Zach looked over at Ashley who hadn’t moved, “You ok?” he asked. Ashley only nodded.
Beth shuffled back into the living room with two light blue glasses filled with ice and lemonade. “Thank you,” said Zach as he took both glasses and handed one to Ashely. Out of nervousness, and the heat, both he and Ashley gulped it down as quickly as they could.
“So,” Beth sat back down on the armchair, “now that the court has gotten involved, did they ever find any leads regarding your Uncle? They never told me shit since we wasn’t married or nothin’. Just searched the place to hell and back.”
“No,” Zach shifted in his seat. The ice cold lemonade hit him like a kick in the gut, “They never found anything.”
“Hmm,” Beth took a drag from her cigarette, “Well that’s small town law enforcement for ya. They don’t know what the fuck they’re doing.”
Ashley waved her hand in front of her face and tugged at her tank top, “I’m not feeling so well. I think I’m going to outside.” Sweat beaded along her hairline and her face was flushed.
“Yeah, sure babe,” Zach didn’t think anything of it as he watched Ashley slightly trip over the front step. She had always been a clumsy girl who shuffled her feet too much.
“I sure hope she’s ok,” said Beth as she drank what looked like tea out of a clear glass.
Zach crunched on an ice cub, “She’s fine. She gets motion sickness really easily. Probably just needs to walk around a little bit.”
“Hm,” Beth took a sip of her sweet tea followed by a puff of her cigarette, “You know, your uncle disappearing and everything is so him. Just kind of suited his personality.”
“Yeah, I guess he was a little eccentric. Just wished we knew what happened…” Zach wiped a drop of sweat that fell down the side of his face, headed for his neck.
“Shit, I wouldn’t be surprised to hear that your uncle’s been hiding out in Mexico for the past ten years.”
Zach chuckled at the remark, but then something tickled his throat and burned his lungs, sending him into a coughing fit. He stuck another piece of ice in his mouth and took a deep breath, momentarily soothing himself.
“You alright, son?” Beth asked lighting up another cigarette.
Zach cleared his throat, “Yeah, I’m fine. Just allergies.”
“Might be this too,” Beth said as she blew out a puff of smoke in Zach’s direction, “Sorry. Old habits die hard, I guess.” She craned her neck to look out the window then quickly got up, “Shit. I’m sorry, I forgot that I let Billy Bob out this morning.” She took two steps toward the door then looked back at Zach, “He’s a goat. That son of a bitch will headbutt you into next Tuesday if you get too close to him.

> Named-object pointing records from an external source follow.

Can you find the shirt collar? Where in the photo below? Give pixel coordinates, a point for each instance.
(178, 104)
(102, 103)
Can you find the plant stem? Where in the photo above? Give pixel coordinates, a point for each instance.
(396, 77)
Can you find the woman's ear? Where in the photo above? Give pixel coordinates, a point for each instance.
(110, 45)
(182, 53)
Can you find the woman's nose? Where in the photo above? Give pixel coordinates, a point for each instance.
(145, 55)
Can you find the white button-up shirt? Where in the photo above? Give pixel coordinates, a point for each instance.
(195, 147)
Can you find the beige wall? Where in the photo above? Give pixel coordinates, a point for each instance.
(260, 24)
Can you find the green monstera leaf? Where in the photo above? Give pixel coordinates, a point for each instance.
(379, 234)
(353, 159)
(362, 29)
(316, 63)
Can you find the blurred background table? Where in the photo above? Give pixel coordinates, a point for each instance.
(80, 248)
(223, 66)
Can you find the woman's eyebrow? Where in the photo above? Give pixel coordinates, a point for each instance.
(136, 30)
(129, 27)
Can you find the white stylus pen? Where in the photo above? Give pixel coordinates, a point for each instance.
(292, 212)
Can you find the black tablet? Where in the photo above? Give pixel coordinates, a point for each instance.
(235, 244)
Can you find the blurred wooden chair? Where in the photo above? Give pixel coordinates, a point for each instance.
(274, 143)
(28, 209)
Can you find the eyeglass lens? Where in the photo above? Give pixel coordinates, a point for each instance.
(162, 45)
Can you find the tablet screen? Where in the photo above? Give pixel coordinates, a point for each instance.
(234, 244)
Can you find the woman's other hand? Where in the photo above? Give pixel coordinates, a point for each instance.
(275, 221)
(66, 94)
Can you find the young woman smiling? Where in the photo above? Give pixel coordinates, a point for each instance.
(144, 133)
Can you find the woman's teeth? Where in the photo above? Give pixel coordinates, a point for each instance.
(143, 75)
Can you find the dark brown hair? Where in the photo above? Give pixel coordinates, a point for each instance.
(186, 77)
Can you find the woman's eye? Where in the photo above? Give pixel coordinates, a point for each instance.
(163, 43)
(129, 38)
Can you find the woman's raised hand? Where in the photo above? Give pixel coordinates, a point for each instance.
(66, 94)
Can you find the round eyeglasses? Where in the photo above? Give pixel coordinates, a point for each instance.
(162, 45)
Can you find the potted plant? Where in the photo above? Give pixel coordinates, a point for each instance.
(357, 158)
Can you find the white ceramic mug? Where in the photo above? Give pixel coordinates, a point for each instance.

Don’t want him to get that pretty girlfriend of yours.”
Zach’s stomach flipped violently and sweat dripped past his eyebrows, causing a salty sting in his eyes. “Can I use your restroom?” he asked Beth as she was about to walk out the door.
She poked her head back in, “Yeah honey, down the hallway to the left,” she laughed, “Well hell, you know where it is.”
As soon as Beth walked out the door, Zach shot off the couch and ran to the restroom with his hands to his mouth. Finally in the bathroom, with his hands clutched around the toilet bowl and his hair soaked in a cold sweat, Zach felt a moment relief after he vomited. “What the fuck just happened?” he said to himself. Too weak to walk out of the bathroom, and afraid he would get sick again, Zach put the toilet seat down and sat on top of it. On top of the toilet were stacks of various women’s magazines and a few of Uncle Rob’s old hunting and fishing magazines. Zach grabbed one of them and flipped through the pages. The cool glossy pages felt heavenly on his sweaty fingertips.
As Zach flipped through he felt something heavy toward the end of the magazine. In between a story about bass fishing before thunderstorms and a sunglasses ad, was a stack of photographs. The first one was a photo of Beth and Uncle Rob, at what looked like a bar. Uncle Rob sported a Hawaiian shirt and overalls. His eyes were glassy and he wore a wide drunken smile. Beth wore a bright red tube top, that she was far too old to wear, and permed amber hair. She was kissing Uncle Rob on the cheek, and held a cigarette in her hand. The next photo was similar, but looked like it was taken on their front porch. Each of them wore the same outfit, but Beth’s hair was straight with a medley of frosty blond and amber highlights. Again Beth was kissing Uncle Rob on the cheek. Rob wore the same outfit as the photo before, but he didn’t smile and his eyes were closed. The next photo was almost identical to the last one. Again Uncle Rob’s eyes were closed, but he looked as if he had lost weight and had lost some of the coloring in his face. Zach’s brow furrowed as he stared as the strange photo of his Uncle. He shuffled to the final photo.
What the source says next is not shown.